Abstract:
As we know, in evaluating of DMUs some of them might be efficient, so ranking of them have a high significant. One of the ranking methods is cross-efficiency. Cross efficiency evaluation in data envelopment analysis (DEA) is a commonly used skill for ranking decision making units (DMUs). Since, many studies ignore the intra-organizational communication and consider DMUs as a black box. For significant of this subject, we applied cross-efficiency for network DMUs. However, In view of the fact that precise input and output data may not always be available in real world due to the existence of uncertainty, we have developed the model with interval data. the existing classical interval DEA method is not able to rank the DMUs, but can only classify them as efficient or inefficient , so this paper improve that. The proposed method can be used for each network that includes DMUs with two stages in production process. However, this paper is the first study that examined cross efficiency of DMUs in structure framework with interval data. the new approach enables us to ranking of first stage for n DMU and second stages of them. DMUs with the best rank can be used as benchmark for improving efficiency of other DMUs. Finally, We present Illustrate example with two steps for proposed model that can be develop for more than two steps.
Machine summary:
Cross efficiency evaluation in data envelopment analysis (DEA) is a commonly used skill for ranking decision making units (DMUs).
Section 3presents the new model for the cross-efficiency evaluation method with interval data for tow stage DMUs. Illustrative example for proposed method are presented in section 4.

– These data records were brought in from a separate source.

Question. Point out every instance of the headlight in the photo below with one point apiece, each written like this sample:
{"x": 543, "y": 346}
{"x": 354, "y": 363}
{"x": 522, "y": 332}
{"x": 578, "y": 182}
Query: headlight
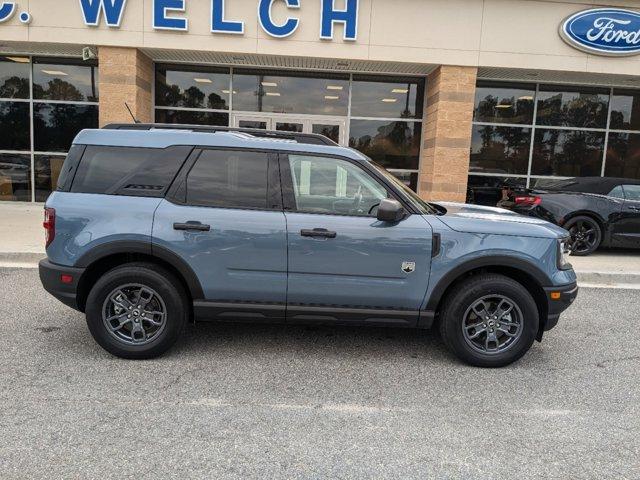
{"x": 564, "y": 250}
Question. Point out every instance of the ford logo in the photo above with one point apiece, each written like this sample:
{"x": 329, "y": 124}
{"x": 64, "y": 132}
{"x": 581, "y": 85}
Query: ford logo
{"x": 603, "y": 31}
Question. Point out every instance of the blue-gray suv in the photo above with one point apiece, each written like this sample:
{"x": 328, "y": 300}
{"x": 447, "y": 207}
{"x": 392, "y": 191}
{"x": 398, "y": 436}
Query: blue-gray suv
{"x": 154, "y": 226}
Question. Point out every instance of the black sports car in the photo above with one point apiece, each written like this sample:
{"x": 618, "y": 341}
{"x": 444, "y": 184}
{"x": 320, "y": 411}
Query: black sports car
{"x": 597, "y": 211}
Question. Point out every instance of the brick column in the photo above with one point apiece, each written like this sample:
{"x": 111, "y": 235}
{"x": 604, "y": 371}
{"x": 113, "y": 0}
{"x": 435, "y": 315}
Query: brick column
{"x": 125, "y": 75}
{"x": 444, "y": 165}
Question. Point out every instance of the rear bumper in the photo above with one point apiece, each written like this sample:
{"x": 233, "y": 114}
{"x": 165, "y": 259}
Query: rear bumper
{"x": 51, "y": 278}
{"x": 558, "y": 300}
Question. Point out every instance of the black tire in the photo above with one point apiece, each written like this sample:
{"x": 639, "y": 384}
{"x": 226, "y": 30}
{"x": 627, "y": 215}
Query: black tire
{"x": 168, "y": 290}
{"x": 464, "y": 296}
{"x": 586, "y": 235}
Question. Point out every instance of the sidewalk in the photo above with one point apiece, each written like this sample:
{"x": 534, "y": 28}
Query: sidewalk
{"x": 22, "y": 245}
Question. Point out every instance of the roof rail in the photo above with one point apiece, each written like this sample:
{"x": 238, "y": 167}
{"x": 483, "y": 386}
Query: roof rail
{"x": 309, "y": 138}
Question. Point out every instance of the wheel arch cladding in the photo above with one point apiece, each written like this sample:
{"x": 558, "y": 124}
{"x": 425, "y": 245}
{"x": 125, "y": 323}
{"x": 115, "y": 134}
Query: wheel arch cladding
{"x": 526, "y": 273}
{"x": 102, "y": 259}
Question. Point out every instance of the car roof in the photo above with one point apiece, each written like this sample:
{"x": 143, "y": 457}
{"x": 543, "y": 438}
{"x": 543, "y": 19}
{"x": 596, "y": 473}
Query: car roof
{"x": 597, "y": 185}
{"x": 163, "y": 138}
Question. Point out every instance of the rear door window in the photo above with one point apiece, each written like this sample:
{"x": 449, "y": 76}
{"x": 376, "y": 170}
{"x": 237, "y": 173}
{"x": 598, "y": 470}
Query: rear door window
{"x": 229, "y": 179}
{"x": 146, "y": 172}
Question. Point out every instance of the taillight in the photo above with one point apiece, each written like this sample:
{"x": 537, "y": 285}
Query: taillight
{"x": 530, "y": 200}
{"x": 49, "y": 225}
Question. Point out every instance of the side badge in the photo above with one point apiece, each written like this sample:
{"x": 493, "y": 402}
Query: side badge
{"x": 408, "y": 267}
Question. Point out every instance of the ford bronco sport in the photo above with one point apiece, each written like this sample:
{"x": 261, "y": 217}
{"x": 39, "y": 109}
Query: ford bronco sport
{"x": 154, "y": 226}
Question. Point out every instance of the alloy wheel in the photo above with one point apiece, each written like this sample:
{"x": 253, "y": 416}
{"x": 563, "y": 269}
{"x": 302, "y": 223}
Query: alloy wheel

Material and methods Data envelopment analysis (DEA), originally proposed by Charnes, Cooper, and Rhodes (1978), is a non-parametric programming method for evaluating the efficiency of a group of homogenous decision making units (DMUs) with multiple inputs and multiple outputs [1, 2, 3, 4, 5] The main idea of DEA is to generate a set of optimal weights for each DMU in a set of DMUs to maximize the ratio of its sum of weighted outputs to its sum of weighted inputs while keeping all the DMU ratios at most 1.
Wu, Sun, Zha, and Liang (2011) and Contreras (2012) proposed weights selecting models in which the secondary goal is to optimize the ranking position of the DMU under evaluation[25, 26].
Maddahi, Jahanshahloo, Hosseinzadeh Lotfi, and Ebrahimnejad (2014) suggested optimizing proportional weights as a secondary goal in DEA cross-efficiency evaluation[28].
For example, Wu, Liang, and Yang (2009) considered the DMUs as players in a cooperative game, in which measure the efficiencies of the DMUs with uncertain inputs and outputs data, Despotis & Smirlis (2002) proposed a pair of linear problem models to generate the lower and upper bounds of the efficiency for each DMU.
A ranking method for DMUs with interval data based on dea cross-efficiency evaluation and TOPSIS.